My rows, stitches, just about everything!


My stepmom was very sweet and sent me a wool soaker to put over my cloth diapers, so I thought I’d give it a try. I have always considered myself crafty; I know how to sew, have done cross-stitch, woodworking, and do holiday crafts all the time but my first knitting project isn’t going so great!

The sweet ladies at a wool knitting group on Yahoo! told me about the free video’s on here, so I returned the DVD I borrowed from the library because it was all available here. Thanks so much!

Anyway - I did the Simple Baby Bib from this site; it’s a square, what could go wrong? LOL

I did the cast on for 25 stitches, then I knitted every row until it was 8 inches. I cast off 20 stitches, but that left me like 9 short of the edge. Since I started with casting on 25 stitches and was supposed to cast off 20, I stopped with 5 open stitches and started the strap there. Was that OK to do? LOL

But before then, I obviously have some issues! I’m looking at it and I see rows that run crooked and what looks like two rows coming out of one?! :??

I think the edges are curling because I was knitting too tight, but I know that’s a newbie thing and think I have that toned down now. Sometimes I’d have to set my work down in the middle of a row to tend to my boys and I’d pick it up and forget which hand was doing what. And sometimes I’d be going along and then I’d do a knit stitch and it seems there is a bigger span between the two needles than there was the previous stitch. I do that one and then yes, the next stitch keeps the needles closer together. :???:

I took a picture of my work so far, hopefully you can tell me what I’ve done wrong.

The pattern asks for size 9 needles, I’m using 8. How important is it to stick to the needle size?

I have no idea what kind of yarn this is. My mom left behind quite a few skeins and this had no info on it.

Where do I pull the yarn from if it hasn’t been used? Apparently I pulled from the wrong one with this yarn because it started coming from the middle and would eventually get all tangled and I’d have to unknot it. Very time consuming!

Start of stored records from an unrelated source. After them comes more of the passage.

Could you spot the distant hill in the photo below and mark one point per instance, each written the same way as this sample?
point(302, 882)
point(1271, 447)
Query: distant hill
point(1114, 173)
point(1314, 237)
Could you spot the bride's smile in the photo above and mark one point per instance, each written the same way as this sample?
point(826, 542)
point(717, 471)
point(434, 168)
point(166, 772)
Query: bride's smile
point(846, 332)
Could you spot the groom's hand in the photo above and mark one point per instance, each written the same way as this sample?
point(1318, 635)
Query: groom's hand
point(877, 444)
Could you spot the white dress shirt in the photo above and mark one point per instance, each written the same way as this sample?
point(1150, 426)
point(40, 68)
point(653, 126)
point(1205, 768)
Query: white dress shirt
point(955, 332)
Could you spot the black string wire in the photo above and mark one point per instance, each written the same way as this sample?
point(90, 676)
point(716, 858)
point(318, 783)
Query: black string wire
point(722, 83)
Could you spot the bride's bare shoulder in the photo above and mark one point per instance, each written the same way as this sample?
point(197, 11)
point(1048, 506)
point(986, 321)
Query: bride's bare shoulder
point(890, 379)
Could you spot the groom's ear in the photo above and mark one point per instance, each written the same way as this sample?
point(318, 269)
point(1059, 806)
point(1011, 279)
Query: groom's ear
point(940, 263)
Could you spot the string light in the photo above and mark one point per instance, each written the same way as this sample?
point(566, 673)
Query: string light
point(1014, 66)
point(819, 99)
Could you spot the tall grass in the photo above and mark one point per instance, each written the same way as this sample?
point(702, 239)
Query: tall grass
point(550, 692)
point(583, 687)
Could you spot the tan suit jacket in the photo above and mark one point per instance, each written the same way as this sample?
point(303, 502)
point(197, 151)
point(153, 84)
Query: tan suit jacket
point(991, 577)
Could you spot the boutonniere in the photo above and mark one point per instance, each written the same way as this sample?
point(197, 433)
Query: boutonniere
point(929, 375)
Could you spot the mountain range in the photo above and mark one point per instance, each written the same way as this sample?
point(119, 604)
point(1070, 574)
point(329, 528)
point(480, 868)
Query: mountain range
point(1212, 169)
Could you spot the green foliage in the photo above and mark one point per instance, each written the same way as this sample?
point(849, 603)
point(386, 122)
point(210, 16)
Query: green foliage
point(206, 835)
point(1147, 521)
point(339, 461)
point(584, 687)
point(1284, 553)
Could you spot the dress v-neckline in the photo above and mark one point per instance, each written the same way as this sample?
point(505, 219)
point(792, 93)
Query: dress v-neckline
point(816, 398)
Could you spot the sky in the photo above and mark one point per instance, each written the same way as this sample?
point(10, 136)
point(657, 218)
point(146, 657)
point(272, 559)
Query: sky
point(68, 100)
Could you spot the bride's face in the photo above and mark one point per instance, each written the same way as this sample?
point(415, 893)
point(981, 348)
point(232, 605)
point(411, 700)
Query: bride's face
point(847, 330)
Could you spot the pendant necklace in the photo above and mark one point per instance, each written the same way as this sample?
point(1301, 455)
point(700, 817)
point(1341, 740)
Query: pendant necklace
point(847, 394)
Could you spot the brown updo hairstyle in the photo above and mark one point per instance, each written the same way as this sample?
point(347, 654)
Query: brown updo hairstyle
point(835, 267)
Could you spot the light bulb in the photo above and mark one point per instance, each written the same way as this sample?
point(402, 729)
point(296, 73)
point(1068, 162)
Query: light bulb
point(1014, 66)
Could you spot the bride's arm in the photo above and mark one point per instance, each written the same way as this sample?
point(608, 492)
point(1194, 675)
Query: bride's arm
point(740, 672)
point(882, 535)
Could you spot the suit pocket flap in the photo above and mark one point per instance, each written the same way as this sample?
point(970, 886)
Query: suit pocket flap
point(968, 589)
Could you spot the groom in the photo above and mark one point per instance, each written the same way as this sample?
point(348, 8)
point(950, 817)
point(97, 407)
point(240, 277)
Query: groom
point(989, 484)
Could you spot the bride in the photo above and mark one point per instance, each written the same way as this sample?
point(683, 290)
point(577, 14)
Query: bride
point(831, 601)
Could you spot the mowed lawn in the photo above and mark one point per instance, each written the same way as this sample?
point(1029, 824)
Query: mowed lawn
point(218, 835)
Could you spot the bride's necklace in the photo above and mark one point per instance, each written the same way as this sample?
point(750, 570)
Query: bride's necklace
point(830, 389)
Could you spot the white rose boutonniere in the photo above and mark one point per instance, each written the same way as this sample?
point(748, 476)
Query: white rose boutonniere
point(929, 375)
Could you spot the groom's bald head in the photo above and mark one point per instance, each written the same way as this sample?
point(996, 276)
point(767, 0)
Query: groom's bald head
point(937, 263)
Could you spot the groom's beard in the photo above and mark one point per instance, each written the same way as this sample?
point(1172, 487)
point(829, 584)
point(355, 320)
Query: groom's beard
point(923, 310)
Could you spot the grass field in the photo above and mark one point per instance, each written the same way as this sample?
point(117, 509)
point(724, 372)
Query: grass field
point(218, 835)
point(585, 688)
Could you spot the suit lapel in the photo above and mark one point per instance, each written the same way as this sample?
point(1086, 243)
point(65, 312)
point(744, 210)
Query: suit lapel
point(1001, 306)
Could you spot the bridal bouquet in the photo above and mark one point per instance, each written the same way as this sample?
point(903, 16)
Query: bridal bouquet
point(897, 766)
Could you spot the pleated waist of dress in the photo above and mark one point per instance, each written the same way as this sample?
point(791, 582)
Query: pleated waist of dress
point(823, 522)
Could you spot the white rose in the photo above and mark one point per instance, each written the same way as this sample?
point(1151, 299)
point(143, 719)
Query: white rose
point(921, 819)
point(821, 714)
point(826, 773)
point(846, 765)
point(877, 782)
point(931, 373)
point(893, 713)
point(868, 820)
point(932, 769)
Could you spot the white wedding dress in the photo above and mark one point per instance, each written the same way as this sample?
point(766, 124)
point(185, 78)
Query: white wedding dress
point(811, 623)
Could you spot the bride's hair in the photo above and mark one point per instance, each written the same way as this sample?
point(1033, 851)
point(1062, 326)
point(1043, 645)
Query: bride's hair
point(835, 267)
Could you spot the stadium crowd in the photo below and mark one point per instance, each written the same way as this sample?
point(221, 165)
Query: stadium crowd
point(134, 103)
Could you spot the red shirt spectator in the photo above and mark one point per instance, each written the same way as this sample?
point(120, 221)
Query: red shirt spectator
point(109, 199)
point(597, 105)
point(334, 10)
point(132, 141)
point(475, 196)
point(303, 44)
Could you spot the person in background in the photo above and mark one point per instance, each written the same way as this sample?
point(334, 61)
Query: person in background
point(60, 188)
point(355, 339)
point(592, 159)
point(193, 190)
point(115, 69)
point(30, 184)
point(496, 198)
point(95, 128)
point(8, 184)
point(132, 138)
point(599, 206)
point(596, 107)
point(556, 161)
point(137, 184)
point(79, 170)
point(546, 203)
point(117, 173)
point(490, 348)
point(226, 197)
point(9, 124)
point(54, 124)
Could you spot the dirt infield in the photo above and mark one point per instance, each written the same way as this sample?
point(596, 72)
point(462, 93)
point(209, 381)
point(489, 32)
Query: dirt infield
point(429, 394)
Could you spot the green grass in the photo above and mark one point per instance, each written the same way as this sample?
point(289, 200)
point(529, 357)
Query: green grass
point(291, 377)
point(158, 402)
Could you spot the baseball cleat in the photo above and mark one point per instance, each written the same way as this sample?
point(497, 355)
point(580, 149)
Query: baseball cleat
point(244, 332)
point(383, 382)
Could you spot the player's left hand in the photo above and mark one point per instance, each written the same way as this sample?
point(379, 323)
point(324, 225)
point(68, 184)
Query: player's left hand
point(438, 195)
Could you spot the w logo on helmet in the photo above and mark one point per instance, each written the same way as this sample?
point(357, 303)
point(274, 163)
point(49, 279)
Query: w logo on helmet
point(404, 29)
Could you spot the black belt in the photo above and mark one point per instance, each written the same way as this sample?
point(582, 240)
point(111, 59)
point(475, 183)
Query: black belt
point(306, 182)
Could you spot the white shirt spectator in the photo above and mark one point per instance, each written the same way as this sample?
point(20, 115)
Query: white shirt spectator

If you read through that all, I thank you so much!

It sounds and looks like you made short rows by mistake. A short row is when you turn your work and start knitting the other side without knitting all of the stitches on the first side. This could have happened when you picked up your work in the middle of the row and worked the wrong side. When you do create short rows, you get a gap between the stitches where you turned your work.

One way to prevent this is to remember that when you’re in the middle of a row, the working yarn is coming from the needle held in your right hand. Only when you turn the work to do the other side is the yarn first coming from the needle in your left hand.

Creating extra stitches is common for when knitters first start out. The key to preventing them is to go slow, and watch what you’re doing. Extra stitches can come from accidental yarn-overs (look under the videos on the site if you’re not sure what a yo is) and from knitting into one stitch twice.

Needle size is important when you need a certain gauge, stitches per inch. Also, you need to make sure that you like the fabric your needles and yarn are producing. Smaller needles will produce a tighter, denser fabric than larger needles. It isn’t crucial that a bib is an exact size, so as long as it’s not too huge or too small, and you’re happy with the fabric, it doesn’t matter if you use a size smaller needle.

I normally try to pull the yarn from the center of a skein. However, that tends to result in some “yarn vomit,” the clump of yarn that comes out of the center. It’s usually easy to untangle, though. Did you pull it from the center? If you did, you have to make sure that the loose, outside end is free because they usually tuck that into the center on the other side. If you don’t pull out that end, it tends to get caught and tangle with the working yarn.

I think you continue knitting the leftover stitches for the neck strap. Take another look at the pattern. And yes, it does look like you picked it up in the middle and knit the wrong direction for a row. If you start up in the middle of a row, make sure your yarn is on the right needle. Or just finish a row before you put it down.

I think that’s exactly what I did! I remember looking at it after I sat back down and flipping it around, thinking it had to be, the working yarn, on the left hand. Oops!

Thanks so much! I’ll finish it to finish it and then try again! :muah:

End of the row, yarn on the left needle, middle of the row (and working in the round by whatever method) yarn on the right needle.